Elle se mit à pleurer, arracha son diadème, ses boucles d’oreilles et les jeta sur le lit. Michel déambulait à travers la pièce, les mains derrière le dos, les épaules rondes.
— Alors, quoi ? En somme, que veux-tu ? demanda-t-il.
— Mais rien, gémit Tania. Tu devrais comprendre. Un peu de détente, de fantaisie. Je te reproche d’être irréprochable…
Michel ouvrit les bras :
— Excuse-moi, je ne te suis plus.
Il s’était radouci. Il finit pas dire avec un sourire engageant :
— Demain, veux-tu que je rentre un peu plus tôt du bureau, et nous irons prendre le thé chez Siou ?…

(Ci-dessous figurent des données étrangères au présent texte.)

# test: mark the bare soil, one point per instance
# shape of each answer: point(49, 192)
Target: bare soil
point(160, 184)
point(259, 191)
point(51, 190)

Il sortit son carnet, le feuilleta :
— Demain, cela me serait justement très commode.
Tania poussa un soupir :
— Comment t’en vouloir ? Oui, demain. Marque-le dans ton carnet, Michel. Demain, tu dois voir ta femme.
CHAPITRE XIV
Tania comptait se rendre à Ekaterinodar pour le baptême de sa nièce. Mais, de semaine en semaine, les Mayoroff retardaient la date de la cérémonie. L’enfant, née en décembre, un mois avant terme, était débile et se nourrissait mal. Nina écrivait à sa sœur des lettres inquiètes. Constantin Kirillovitch appelait des confrères en consultation. Mayoroff essayait des piqûres. Quelques jours avant les fêtes de Pâques, Tania reçut un télégramme lui annonçant le décès de la petite Lydie. Cette nouvelle la bouleversa, bien qu’elle y fût, depuis longtemps, préparée. Elle déjeunait avec Michel et Volodia, mais après la lecture de la dépêche, elle repoussa son assiette et s’enfuit dans sa chambre pour pleurer à son aise. Une crise de nerfs lui secouait les épaules et la faisait hoqueter. Elle pensait au chagrin de Nina, aux larmes de ses vieux parents, à leur solitude. La vie lui paraissait bête, injuste et laide. Elle souhaitait mourir à son tour. Puis, elle résolut de partir dès le lendemain pour Ekaterinodar. Ayant pris cette décision, elle se sentit mieux. Michel toquait timidement à sa porte. Il avait un rendez-vous urgent et devait la quitter. Mais Volodia accompagnerait Tania à l’église pour commander une messe à la mémoire de la petite Lydie.
— Il le fera avec plaisir… Il est libre… Et moi, j’expédierai mes affaires pour rentrer un peu plus tôt…
— C’est ça, dit-elle, va-t’en, va-t’en, à tes affaires…
Et, par colère, elle ne lui ouvrit pas la porte. Il ne méritait pas qu’on fût aimable avec lui. Les affaires, pour lui, passaient avant les deuils, avant les joies de la famille. Toute sa vie était réglée comme une grande affaire, solide, anonyme, prospère. Elle sonna sa femme de chambre et choisit, pour s’habiller, une robe noire très stricte, rehaussée de garniture en dentelle.
Volodia attendait Tania au salon. Pour la consoler, il lui parla tendrement de la petite morte. Il lui dit que cette disparition eût été plus pénible encore si elle était survenue après un an ou deux de maladie et de souffrance. Puisque la fillette était condamnée, il valait mieux qu’elle s’éteignît avant que ses parents se fussent trop attachés à elle. Au reste, Tania ne l’avait jamais vue. Elle pleurait un nom, une figure abstraite. Quant à Mayoroff et à Nina, ils étaient assez jeunes pour avoir d’autres enfants. Sûrement, dans quelques mois, Nina serait de nouveau enceinte. Et le souvenir de ce deuil s’effacerait de toutes les mémoires.